This etching bears a unique title: “Cross-section of the Interior of the Basilica San Paolo fuori delle Mura.” Typically, the etchings in the Views of Rome are called views or “vedute,” as the name of the series suggests, but by using the word “cross-section” or “spaccato” in the title, Piranesi indicates to readers that the function and meaning of this image is different from the others in the volume. “Cross-section” is a technical term Piranesi employs frequently in the Antichità Romane among his other archeological and architectural publications. The term indicates a particular type of perspectival projection that is often planar and abstract in style, rendered to scale, and replete with measurements, annotations, and objective details in the key, as in the image below.

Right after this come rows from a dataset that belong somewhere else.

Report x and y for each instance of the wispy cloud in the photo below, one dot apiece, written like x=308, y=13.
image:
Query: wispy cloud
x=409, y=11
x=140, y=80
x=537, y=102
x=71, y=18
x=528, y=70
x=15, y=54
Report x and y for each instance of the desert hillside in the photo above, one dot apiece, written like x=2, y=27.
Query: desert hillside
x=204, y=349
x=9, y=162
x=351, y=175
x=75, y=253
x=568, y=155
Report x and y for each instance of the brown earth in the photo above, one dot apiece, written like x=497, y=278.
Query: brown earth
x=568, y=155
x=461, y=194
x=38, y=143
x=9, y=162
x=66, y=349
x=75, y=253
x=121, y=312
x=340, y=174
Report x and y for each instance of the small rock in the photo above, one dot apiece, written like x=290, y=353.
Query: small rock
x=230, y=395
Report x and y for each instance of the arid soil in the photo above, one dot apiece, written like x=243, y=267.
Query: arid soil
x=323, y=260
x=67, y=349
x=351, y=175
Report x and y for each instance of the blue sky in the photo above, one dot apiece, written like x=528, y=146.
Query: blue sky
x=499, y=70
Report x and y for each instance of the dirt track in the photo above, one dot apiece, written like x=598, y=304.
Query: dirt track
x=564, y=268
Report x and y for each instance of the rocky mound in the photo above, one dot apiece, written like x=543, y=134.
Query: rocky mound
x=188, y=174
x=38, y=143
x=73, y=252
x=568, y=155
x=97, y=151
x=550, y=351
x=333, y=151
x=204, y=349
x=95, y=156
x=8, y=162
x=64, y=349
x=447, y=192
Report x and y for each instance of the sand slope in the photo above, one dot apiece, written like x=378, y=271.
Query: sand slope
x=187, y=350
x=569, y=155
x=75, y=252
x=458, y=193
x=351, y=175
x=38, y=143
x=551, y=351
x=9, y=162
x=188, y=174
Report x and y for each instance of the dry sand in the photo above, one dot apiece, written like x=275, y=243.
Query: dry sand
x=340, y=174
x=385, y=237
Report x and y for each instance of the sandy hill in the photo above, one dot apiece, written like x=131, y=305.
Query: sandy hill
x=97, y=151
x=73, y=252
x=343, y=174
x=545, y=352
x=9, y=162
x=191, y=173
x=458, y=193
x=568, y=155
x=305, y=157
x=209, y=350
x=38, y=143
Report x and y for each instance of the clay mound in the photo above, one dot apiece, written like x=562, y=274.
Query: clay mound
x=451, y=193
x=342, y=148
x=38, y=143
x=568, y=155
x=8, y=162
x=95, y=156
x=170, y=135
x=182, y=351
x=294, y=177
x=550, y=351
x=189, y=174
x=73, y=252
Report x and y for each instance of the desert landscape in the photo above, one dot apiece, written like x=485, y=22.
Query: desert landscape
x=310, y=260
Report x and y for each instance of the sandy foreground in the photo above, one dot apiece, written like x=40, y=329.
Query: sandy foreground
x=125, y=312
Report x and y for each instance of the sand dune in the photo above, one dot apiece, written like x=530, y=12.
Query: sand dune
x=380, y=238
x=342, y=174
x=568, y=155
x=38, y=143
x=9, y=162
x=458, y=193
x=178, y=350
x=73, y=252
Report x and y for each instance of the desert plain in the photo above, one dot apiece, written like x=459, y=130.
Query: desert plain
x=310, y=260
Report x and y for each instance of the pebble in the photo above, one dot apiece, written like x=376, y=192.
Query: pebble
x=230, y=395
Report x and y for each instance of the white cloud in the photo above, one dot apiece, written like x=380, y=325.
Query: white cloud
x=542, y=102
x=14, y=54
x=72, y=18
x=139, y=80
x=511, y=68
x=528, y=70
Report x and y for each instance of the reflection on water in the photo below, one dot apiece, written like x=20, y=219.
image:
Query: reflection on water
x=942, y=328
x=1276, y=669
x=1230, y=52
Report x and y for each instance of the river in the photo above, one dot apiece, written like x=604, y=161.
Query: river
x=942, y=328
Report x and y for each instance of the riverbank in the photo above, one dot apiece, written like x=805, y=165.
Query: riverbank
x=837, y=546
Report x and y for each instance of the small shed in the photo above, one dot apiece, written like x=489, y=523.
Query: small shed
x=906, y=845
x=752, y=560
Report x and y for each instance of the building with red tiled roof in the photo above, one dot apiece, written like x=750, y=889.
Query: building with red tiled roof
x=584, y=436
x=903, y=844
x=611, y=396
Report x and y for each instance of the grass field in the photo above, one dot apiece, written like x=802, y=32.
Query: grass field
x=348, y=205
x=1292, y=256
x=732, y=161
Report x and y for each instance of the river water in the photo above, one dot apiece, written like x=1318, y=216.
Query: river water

Similar to the image above, which shows the cross-section of an ancient tomb, the upper left corner features a “unique device of an architectural section through the nave wall” (Wilton-Ely, 31), which reveals the precise structural and spatial dimensions of the aisles. Also similar is the way that Piranesi uses different types of etching lines to indicate the texture of the wood, marble, stone, and brick. The upper level of the aisle wall, as seen in the detail below, appears as though it has been sliced in half and is particularly flat through the use of sparsely punctuated lines.
This visual emphasis reinforces the highly technical language in the text about the distribution of weight to sustain the massive interior composed of five naves and no less than eighty marble columns. Furthermore, as art historian John Wilton-Ely notes, the interior is rendered to scale in precise mathematical perspective (Wilton-Ely, 29-31). While scale and perspective are often exaggerated in the Views of Rome, here accuracy prevails. Such attention to scale is also a typical feature of the Antichità Romane. So too is the level of objective detail in the text. Indeed, Piranesi includes a lengthy excursus on the history of the church, as well as the methods and materials used in its construction: for example, the use of Greek marble in various colors and the reuse of marble fragments to create the church floor. While this image shares many features with the archeological print, the variety of figures in the foreground, playful effects of light and shadow, and visual detail also show the vibrance of eighteenth-century life and tourism characteristic of the Views of Rome.